ATM became popular with telephone companies and many computer makers in the 1990s. However, even by the end of the decade, the better price–performance ratio of Internet Protocol-based products was competing with ATM technology for integrating real-time and bursty network traffic. Additionally, among cable companies using ATM there often would be discrete and competing management teams for telephony, video on demand, and broadcast and digital video reception, which adversely impacted efficiency. Companies such as FORE Systems focused on ATM products, while other large vendors such as Cisco Systems provided ATM as an option.

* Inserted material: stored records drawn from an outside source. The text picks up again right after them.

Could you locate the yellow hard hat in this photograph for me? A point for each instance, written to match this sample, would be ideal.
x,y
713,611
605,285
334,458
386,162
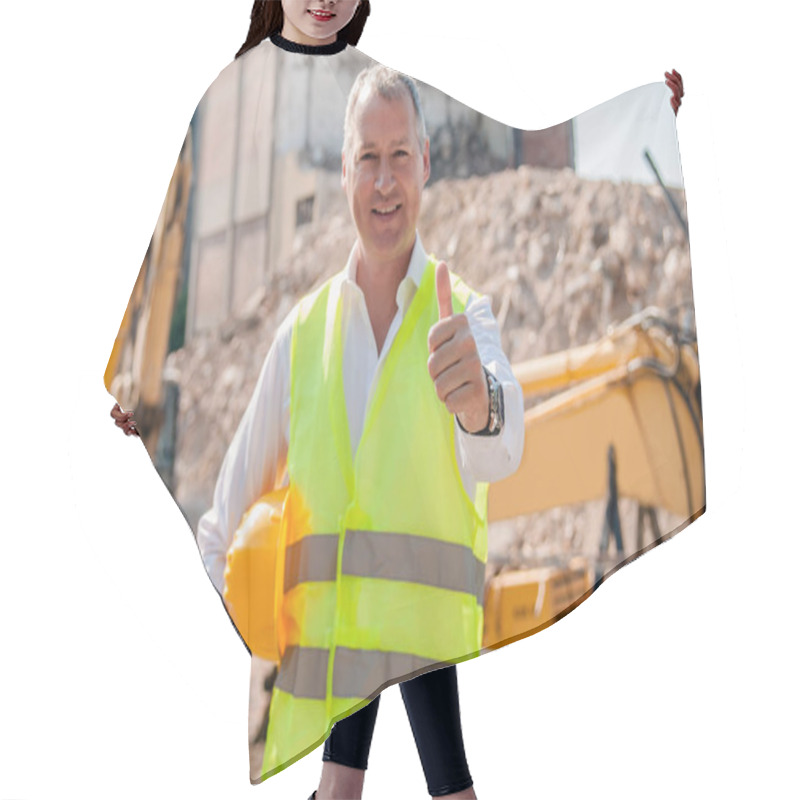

After the burst of the dot-com bubble, some still predicted that "ATM is going to dominate". However, in 2005 the ATM Forum, which had been the trade organization promoting the technology, merged with groups promoting other technologies, and eventually became the Broadband Forum.

== Wireless or mobile ATM==
Wireless ATM, or mobile ATM, consists of an ATM core network with a wireless access network. ATM cells are transmitted from base stations to mobile terminals. Mobility functions are performed at an ATM switch in the core network, known as a crossover switch, which is similar to the mobile switching center of GSM networks.

The advantage of wireless ATM is its high bandwidth and high-speed handoffs done at layer 2. In the early 1990s, Bell Labs and NEC research labs worked actively in this field. Andy Hopper from the University of Cambridge Computer Laboratory also worked in this area. There was a wireless ATM forum formed to standardize the technology behind wireless ATM networks. The forum was supported by several telecommunication companies, including NEC, Fujitsu and AT&T. Mobile ATM aimed to provide high-speed multimedia communications technology, capable of delivering broadband mobile communications beyond that of GSM and WLANs.